AMM first calculates the constant which needs to remain unchanged at all times. The formula above is used to calculate the price of both assets. When buyers start buying asset A in exchange for asset B, asset A becomes more expensive and the price of asset B starts falling. Basic supply and demand approach.
Here’s where liquidity plays a big role. High liquidity suggests the market is active and that buyers and sellers can easily trade a specific pair. On the other hand, low liquidity shows there is less activity and it is harder to buy and sell an asset.
The more assets there are in a liquidity pool the more stable it is, because the price of the assets doesn’t change as drastically with each trade made.
Slippage and Impermanent loss
Slippage is also closely tied to liquidity. When liquidity is low, slippage can occur. This means that the price of an asset can drastically change during the trade execution and it can significantly affect the outcome of the trade. To avoid slippages, transactions must be executed as instantaneously as possible.
Types of algorithm
DEXs use different AMM algorithms, sometimes even a combination of two. While the most common one is the already mentioned CPMM, others exist as well. Here are some of the best know AMM algorithms:
- Constant Product Market Maker (CPMM)
- Constant Sum Market Maker (CSMM)
- Constant Mean Market Maker (CMMM)
- Advanced Hybrid Constant Function Market Maker (CFMM)

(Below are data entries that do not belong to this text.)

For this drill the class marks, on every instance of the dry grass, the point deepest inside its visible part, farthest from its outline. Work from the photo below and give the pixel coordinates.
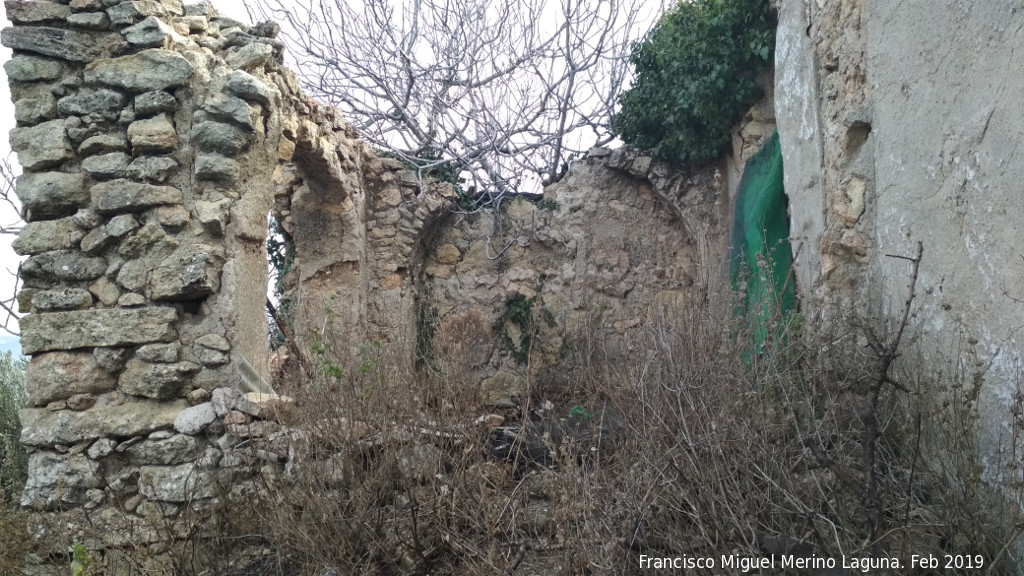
(690, 448)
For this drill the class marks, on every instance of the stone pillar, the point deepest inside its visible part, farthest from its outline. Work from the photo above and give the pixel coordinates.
(148, 133)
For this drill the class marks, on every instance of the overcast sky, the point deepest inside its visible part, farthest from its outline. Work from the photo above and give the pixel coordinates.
(8, 259)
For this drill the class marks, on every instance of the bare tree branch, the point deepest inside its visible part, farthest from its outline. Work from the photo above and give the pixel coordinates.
(502, 90)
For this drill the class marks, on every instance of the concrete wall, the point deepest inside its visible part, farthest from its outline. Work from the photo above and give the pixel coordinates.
(899, 123)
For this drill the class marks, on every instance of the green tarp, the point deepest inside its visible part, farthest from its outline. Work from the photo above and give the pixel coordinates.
(761, 257)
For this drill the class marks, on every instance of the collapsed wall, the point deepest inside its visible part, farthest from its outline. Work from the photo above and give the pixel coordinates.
(150, 134)
(155, 137)
(899, 125)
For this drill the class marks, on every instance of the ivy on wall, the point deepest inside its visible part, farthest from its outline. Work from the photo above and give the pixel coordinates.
(695, 75)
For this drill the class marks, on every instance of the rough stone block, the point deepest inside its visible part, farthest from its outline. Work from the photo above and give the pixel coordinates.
(154, 103)
(64, 264)
(89, 328)
(130, 196)
(42, 146)
(47, 195)
(107, 103)
(42, 427)
(265, 406)
(20, 11)
(34, 111)
(192, 272)
(217, 168)
(107, 166)
(152, 168)
(502, 389)
(175, 484)
(250, 56)
(151, 33)
(127, 12)
(232, 110)
(105, 291)
(160, 381)
(173, 450)
(159, 353)
(154, 69)
(45, 236)
(213, 215)
(246, 86)
(172, 216)
(59, 479)
(65, 44)
(101, 144)
(60, 299)
(91, 21)
(155, 135)
(222, 138)
(25, 68)
(58, 375)
(195, 418)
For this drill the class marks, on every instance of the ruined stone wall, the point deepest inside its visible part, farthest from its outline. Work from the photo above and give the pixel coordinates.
(156, 137)
(620, 242)
(898, 125)
(150, 133)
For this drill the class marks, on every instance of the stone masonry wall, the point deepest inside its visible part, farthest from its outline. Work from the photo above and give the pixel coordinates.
(155, 137)
(150, 133)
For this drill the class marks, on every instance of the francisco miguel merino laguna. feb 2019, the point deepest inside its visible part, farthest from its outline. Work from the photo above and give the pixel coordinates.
(861, 564)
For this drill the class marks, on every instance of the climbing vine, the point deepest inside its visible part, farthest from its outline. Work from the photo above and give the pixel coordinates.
(695, 75)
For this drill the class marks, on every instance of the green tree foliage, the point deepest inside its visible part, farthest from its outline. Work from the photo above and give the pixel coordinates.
(695, 75)
(13, 460)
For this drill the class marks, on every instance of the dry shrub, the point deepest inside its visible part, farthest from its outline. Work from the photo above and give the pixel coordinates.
(691, 447)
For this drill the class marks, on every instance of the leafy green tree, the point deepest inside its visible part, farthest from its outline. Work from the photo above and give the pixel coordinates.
(695, 74)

- Dynamic Automated Market Maker (DAMM)
If you want to dig deeper into individual algorithms, a detailed explanation can be found in the A Mathematical View of Automated Market Maker (AMM) Algorithms and Its Future blog.
Best known AMMs
The DeFi space is constantly adding new projects and platforms so the list of AMMs consequently grows longer and longer every day.
According to Coingecko, here are the current top seven Automated Market Makers:
- Uniswap — AMM protocol that relies on a series of smart contracts on top of Ethereum. Tokens need to be ERC20 compliant or ETH.
- Pancakeswap — the most popular AMM protocol on top of the Binance Smart Chain. It uses a hybrid CFMM algorithm.
- Osmosis — AMM is built with the Cosmos SDK; it specializes in the InterchainDeFi movement (Tendermint-based blockchains) in the Cosmos ecosystem.
- Curve DAO — the protocol is designed to make it easy to swap between similar ERC-20 tokens, primarily stablecoins (like USDC and DAI) and Ethereum-based Bitcoin tokens (like WBTC and renBTC). It uses a combination of CSMM and CPMM algorithms.
- Sushi — an AMM decentralized exchange (DEX) currently on the Ethereum blockchain. It utilizes the constant product market model.
- Balancer — its AMM allows users to create liquidity pools with up to eight different tokens in any ratio. It uses the CMMM algorithm.
- Bancor Network — one of the market’s very first automated market makers (2017). Its AMM utilizes the concept of a bonding curve.
The basic concept behind cryptocurrency is its decentralized approach. No middlemen overseeing our actions. Automated market makers are realizing this very idea as they successfully eliminate the need for intermediaries in the trading processes and make the entire service faster and more user-friendly. AMMs enable digital assets trading without permission and automatically by using liquidity pools as opposed to traditional market order books.
Faster, automated, permissionless … perfect!